Wird ein Bufdi krank und kann nicht kommen, muss der freie Träger die Krankmeldung an das Bundesamt schicken, ein Ersatzseminar in einem Bildungszentrum ausmachen. Sollten die Bufdis aus anderen Gründen nicht teilnehmen können, muss der Träger die Ausfallkosten für das Zwangsseminar übernehmen.

Juliane Meinhold, im Paritätischen Wohlfahrtsverband für den Bundesfreiwilligendienst zuständig, sagt dazu: "Es ist sehr deutlich geworden, dass uns durch die Institution Bundesamt ein erhöhter Verwaltungsaufwand entstanden ist, den wir im FSJ so nicht haben." FSJ, das ist das Freiwillige Soziale Jahr. Diesen Freiwilligendienst gibt es schon mehr als 50 Jahren. Er wird komplett von den Trägern organisiert. Ganz ohne Bildungszentren des Bundes.

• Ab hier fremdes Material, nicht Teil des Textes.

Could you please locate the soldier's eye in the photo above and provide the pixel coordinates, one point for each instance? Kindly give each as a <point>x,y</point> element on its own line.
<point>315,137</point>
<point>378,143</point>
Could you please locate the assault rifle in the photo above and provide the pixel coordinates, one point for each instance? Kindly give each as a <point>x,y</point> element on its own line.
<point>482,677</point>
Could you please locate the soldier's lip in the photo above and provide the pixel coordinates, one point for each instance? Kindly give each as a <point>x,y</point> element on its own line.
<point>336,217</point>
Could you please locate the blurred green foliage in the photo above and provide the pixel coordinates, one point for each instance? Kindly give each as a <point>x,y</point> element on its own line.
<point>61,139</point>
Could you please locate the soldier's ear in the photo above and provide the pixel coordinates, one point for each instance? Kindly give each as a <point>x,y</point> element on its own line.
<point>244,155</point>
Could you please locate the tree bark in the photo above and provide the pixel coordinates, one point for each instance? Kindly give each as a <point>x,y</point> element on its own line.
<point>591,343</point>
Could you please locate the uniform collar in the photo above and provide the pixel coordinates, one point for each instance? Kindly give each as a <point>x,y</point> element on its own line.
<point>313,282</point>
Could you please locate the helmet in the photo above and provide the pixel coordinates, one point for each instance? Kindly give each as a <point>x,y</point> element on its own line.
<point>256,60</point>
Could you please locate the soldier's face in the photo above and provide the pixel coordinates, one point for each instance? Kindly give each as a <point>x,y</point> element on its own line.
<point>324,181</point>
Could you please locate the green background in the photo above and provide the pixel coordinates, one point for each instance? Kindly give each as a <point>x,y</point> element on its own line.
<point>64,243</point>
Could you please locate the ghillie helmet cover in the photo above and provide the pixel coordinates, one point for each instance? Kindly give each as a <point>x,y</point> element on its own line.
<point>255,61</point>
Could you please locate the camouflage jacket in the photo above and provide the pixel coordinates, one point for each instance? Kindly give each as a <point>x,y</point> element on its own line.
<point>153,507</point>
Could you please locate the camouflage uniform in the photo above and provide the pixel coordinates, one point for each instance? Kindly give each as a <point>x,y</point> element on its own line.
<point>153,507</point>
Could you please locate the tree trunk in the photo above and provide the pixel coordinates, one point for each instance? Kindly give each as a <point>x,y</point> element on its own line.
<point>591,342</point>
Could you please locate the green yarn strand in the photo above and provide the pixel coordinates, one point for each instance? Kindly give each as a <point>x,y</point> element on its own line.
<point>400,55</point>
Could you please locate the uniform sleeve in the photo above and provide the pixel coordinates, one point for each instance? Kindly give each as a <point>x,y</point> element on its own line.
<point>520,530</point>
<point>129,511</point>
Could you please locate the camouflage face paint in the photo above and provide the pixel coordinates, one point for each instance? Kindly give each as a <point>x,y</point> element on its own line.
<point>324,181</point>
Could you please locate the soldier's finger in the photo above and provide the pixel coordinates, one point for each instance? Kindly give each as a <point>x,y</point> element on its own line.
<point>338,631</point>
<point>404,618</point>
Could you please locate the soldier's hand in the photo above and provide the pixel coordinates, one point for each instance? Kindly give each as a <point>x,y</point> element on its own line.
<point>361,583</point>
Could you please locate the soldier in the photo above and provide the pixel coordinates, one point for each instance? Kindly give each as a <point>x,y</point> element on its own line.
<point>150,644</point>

Die Zentren fortzuführen, war politische Entscheidung

Der Bundesregierung fällt es erkennbar schwer, den Fortbestand der Bildungszentren halbwegs stichhaltig zu begründen. Martin Schulze, Geschäftsführer der evangelischen Freiwilligendienste, hat vor einiger Zeit den Antrag gestellt, dass seine Organisation doch die politische Bildungsarbeit übernehmen könne.

Der Antrag wurde natürlich abgelehnt, das war abzusehen. Die Antwort aber, die Schulze am 23. September diesen Jahres von Elke Ferner, SPD-Staatssekretärin im Familienministerium, bekommen hat, liest sich, als habe da jemand im Ministerium laut aufgelacht, als der Antrag von Schulze ins Haus flatterte.

Eignung für politische Bildungsarbeit abgesprochen

Ferner spricht den freien Trägern im Grunde jede Eignung für politische Bildungsarbeit ab. Es sei "der Staat", der dafür Sorge zu tragen habe, "dass die politische Bildung mit dem Grundsatz der religiös-weltanschaulichen Neutralität untrennbar verbunden bleibt". Eine Vergabe dieser politischen Bildungsarbeit an freie Träger würde "ex origine", also naturgemäß bedeuten, dass "schwerpunktmäßig eine jeweils trägerorientierte Auffassung besonders zur Geltung kommt".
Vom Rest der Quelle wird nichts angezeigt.